The US currency remained very strong initially and regained ground late in the week after a sharp mid-week decline for the currency
Volatility remained a key market feature with the dollar at one point weakening the most on a daily basis for 13 years following the rapid gains seen over the previous two weeks. From highs near 1.2350 against the Euro, the dollar weakened as defensive support for the currency lessened, but found support beyond the 1.30 level.
The US economic data remained generally gloomy. Consumer confidence weakened sharply to 38 in October from a revised 61.5 previously and this was the lowest figure on record as present and future expectations components both fell sharply.
GDP recorded a 0.3% annualised decline for the third quarter after a 2.8% increase the previous quarter as consumer spending weakened sharply. Although this was slightly better than expected, it was the first contraction for seven years
There was a recovery in headline durable goods orders, but underlying orders fell. There was a rise in existing and new home sales for September while inventories edged lower and prices fell significantly over the year.

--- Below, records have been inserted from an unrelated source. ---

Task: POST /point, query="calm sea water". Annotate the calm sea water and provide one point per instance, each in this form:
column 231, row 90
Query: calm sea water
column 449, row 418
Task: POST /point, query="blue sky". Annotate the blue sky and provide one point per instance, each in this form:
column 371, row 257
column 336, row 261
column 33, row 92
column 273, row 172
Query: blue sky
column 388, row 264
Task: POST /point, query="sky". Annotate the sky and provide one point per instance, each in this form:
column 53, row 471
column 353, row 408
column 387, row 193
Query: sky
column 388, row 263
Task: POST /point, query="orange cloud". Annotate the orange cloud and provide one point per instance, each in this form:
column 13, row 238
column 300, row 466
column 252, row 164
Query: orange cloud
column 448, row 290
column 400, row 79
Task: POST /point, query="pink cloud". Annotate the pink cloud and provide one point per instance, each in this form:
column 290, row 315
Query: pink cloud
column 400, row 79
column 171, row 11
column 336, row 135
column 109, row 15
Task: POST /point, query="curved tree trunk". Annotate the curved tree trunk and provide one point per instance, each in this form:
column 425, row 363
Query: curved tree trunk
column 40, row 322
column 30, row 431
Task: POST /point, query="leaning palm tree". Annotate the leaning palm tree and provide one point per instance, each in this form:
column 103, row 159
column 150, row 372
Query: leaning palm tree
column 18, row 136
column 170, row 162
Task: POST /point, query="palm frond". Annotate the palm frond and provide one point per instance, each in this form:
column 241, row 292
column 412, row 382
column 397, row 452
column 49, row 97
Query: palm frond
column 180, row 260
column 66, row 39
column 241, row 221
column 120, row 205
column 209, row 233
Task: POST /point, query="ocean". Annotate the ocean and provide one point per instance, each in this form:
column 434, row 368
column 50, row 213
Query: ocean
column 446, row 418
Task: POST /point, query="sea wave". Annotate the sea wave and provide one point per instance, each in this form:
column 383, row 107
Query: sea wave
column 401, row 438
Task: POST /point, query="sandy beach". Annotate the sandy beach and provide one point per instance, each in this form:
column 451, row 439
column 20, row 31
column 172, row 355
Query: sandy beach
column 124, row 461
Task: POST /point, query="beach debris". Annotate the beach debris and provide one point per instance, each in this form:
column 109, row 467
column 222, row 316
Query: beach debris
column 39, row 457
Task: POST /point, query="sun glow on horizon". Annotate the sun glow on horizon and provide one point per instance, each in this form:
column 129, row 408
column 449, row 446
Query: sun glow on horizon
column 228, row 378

Initial jobless claims held steady at 479,000 in the latest week.
Following the FOMC meeting, the Fed announced a further 0.50% cut in interest rates with the Fed funds rate at 1.00%, equalling the lows seen during 2004. In the statement following the decision, the FOMC referred to fact that activity appeared to have slowed markedly while downside risks to growth persisted.
The Fed stated that it will act as needed to promote sustainable economic growth and price stability which will maintain expectations that rates could be cut even further. It is also significant that there was a unanimous vote which suggests that growth fears took centre-stage and markets priced in the potential for further rate cuts.